Debut novelist Kiki Hamilton takes readers from the gritty slums and glittering ballrooms of Victorian London to the beguiling but menacing Otherworld of the Fey in this spellbinding tale of romance, suspense, and danger.
The year is 1871, and Tiki has been making a home for herself and her family of orphans in a deserted hideaway adjoining Charing Cross Station in central London. Their only means of survival is by picking pockets. One December night, Tiki steals a ring, and sets off a chain of events that could lead to all-out war with the Fey. For the ring belongs to Queen Victoria, and it binds the rulers of England and the realm of Faerie to peace. With the ring missing, a rebel group of faeries hopes to break the treaty with dark magic and blood—Tiki’s blood.

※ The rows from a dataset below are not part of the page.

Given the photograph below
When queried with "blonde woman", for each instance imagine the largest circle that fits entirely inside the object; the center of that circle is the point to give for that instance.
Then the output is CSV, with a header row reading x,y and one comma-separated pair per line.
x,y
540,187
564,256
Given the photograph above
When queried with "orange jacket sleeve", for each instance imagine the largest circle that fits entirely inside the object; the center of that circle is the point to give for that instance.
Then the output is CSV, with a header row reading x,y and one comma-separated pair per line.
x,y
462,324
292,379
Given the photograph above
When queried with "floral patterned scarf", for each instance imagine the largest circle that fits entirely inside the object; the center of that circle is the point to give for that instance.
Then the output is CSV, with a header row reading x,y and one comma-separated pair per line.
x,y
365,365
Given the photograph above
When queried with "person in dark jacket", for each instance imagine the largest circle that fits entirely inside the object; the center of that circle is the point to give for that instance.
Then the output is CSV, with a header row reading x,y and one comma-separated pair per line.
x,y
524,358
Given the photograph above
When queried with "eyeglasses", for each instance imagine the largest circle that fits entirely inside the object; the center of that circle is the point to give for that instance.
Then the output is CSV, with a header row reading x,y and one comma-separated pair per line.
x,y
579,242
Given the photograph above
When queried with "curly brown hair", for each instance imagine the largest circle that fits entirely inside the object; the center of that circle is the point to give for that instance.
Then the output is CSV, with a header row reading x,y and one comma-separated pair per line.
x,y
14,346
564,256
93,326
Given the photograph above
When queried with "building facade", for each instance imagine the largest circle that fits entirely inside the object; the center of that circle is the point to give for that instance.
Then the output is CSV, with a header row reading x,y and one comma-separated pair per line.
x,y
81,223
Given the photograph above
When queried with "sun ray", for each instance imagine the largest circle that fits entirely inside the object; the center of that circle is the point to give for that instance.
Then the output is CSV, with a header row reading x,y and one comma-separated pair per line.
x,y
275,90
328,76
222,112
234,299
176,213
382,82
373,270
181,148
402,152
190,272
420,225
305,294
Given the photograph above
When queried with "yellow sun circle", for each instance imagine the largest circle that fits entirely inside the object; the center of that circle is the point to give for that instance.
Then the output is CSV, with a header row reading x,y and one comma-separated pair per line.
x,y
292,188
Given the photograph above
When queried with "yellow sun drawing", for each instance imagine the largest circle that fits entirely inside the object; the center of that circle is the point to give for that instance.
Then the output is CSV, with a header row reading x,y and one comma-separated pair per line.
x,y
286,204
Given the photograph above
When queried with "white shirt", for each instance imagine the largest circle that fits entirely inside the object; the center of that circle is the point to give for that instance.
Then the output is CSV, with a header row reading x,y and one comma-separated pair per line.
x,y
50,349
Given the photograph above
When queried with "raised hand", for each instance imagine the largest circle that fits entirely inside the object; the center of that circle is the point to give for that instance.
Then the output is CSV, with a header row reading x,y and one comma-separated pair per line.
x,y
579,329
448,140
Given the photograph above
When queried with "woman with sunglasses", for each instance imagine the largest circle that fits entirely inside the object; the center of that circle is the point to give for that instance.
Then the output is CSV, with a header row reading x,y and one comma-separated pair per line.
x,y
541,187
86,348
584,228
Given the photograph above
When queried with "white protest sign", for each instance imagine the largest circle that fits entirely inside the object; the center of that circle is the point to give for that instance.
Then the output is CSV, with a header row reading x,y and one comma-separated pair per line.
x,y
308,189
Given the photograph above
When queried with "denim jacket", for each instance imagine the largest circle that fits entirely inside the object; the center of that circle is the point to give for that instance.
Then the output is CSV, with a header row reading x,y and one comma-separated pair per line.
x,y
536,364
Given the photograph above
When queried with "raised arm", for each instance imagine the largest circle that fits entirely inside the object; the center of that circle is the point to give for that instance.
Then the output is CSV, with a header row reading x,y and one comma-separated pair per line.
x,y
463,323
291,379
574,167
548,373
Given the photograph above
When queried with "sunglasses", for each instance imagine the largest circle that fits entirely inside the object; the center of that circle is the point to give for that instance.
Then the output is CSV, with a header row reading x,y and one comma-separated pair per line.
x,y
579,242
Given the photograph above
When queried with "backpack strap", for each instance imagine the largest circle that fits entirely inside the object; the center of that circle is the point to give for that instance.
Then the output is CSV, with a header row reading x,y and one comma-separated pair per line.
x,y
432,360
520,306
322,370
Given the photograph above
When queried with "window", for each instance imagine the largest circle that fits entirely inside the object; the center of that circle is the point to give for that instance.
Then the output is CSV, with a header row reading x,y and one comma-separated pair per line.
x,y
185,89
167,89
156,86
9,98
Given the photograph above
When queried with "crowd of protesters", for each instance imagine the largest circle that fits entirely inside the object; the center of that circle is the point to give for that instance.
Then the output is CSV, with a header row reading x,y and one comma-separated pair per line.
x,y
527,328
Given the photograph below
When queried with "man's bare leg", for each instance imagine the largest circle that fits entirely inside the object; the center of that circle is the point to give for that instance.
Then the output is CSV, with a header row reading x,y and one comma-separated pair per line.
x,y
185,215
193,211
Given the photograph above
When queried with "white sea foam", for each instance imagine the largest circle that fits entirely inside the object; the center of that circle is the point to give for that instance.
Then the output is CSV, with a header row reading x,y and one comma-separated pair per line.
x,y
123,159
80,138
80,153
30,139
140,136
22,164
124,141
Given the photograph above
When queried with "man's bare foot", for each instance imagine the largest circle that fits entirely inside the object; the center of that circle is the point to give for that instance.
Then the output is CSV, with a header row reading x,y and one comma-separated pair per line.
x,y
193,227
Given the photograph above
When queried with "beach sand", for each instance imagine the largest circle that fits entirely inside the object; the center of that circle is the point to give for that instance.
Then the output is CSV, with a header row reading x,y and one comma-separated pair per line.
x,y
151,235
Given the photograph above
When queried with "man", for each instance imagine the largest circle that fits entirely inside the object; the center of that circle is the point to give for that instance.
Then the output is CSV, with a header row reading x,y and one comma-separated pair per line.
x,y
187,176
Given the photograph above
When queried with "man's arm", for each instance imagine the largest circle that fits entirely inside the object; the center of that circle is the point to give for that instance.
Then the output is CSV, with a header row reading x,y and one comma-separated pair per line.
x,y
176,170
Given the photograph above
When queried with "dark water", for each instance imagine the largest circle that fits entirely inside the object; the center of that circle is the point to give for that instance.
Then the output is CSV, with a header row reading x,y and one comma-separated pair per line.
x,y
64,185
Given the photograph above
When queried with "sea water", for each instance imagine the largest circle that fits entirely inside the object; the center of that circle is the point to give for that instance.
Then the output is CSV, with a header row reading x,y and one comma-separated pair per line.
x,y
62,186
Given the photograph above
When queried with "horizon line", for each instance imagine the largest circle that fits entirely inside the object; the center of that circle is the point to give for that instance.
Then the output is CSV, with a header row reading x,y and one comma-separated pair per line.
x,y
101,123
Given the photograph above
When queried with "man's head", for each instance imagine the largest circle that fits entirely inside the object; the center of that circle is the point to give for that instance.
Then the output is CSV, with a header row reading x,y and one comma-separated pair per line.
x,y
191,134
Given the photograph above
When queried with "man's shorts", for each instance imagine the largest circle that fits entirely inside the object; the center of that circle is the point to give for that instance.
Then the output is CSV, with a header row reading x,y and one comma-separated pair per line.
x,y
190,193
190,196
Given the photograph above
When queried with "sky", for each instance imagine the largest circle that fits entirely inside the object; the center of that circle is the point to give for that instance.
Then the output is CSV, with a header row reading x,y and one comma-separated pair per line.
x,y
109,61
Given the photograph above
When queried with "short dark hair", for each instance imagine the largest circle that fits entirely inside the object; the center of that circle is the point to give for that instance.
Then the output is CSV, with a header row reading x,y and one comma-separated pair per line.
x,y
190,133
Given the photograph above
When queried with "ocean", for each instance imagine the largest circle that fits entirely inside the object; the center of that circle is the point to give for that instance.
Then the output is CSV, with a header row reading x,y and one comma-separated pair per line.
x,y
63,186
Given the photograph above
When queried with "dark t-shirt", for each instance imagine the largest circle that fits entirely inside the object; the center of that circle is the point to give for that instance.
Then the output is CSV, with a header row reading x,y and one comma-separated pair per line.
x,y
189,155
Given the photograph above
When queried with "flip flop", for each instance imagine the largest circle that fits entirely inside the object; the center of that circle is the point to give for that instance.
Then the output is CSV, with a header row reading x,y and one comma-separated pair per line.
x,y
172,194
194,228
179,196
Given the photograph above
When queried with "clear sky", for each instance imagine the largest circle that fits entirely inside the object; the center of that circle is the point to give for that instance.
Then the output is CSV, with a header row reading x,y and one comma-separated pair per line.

Unbeknownst to Tiki, she is being watched—and protected—by Rieker, a fellow thief who suspects she is involved in the disappearance of the ring. Rieker has secrets of his own, and Tiki is not all that she appears to be. Her very existence haunts Prince Leopold, the Queen’s son, who is driven to know more about the mysterious mark that encircles her wrist.
Prince, pauper, and thief—all must work together to secure the treaty…
When I hear either the word “faeries” or the word “Victorian London,” my ears perk up. Upon seeing all three of these words in the same summary, I pretty much went “OMGWTFBBQ!” Suffice it to say, I jumped on the chance to help promote Hamilton’s debut. While there were parts of The Faerie Ring that were a bit cheesy, it was filled with original ideas and has left me hoping for more.
For those of you who may are who are trying to imagine how the summary of this book plays out, imagine Oliver Twist by Charles Dickens but with faeries and slightly different orphans. Since I read Oliver Twist for a class my senior year of college and watched several adaptations of it, including Oliver!, I really appreciated the major nod towards Dickens. Hamilton did an exceptional job of incorporating the fey without compromising her historical setting. I loved the actual plot of this story.
Tiki is a pretty awesome main character. She has the bravery to keep pick pocketing in the harsh streets of London but the compassion to care for her family. My only problem with Tiki is that from time to time she seemed earnest in a way that bordered on cheesy. However, I loved reading about Tiki’s family dynamic in this story. There’s also a bit of romance in this story, and although it was sweet, it moved more quickly than what I typically care for.
Hamilton’s debut novel is unlike anything else I’ve read this year. She left a few loose ends, and which I hope means that readers will get to see more books in this world. I think The Faerie Ring is perfect for any YA reader who likes their historical fiction with a a little something extra.
Disclosure: I received an ARC of this book through Teen Book Scene.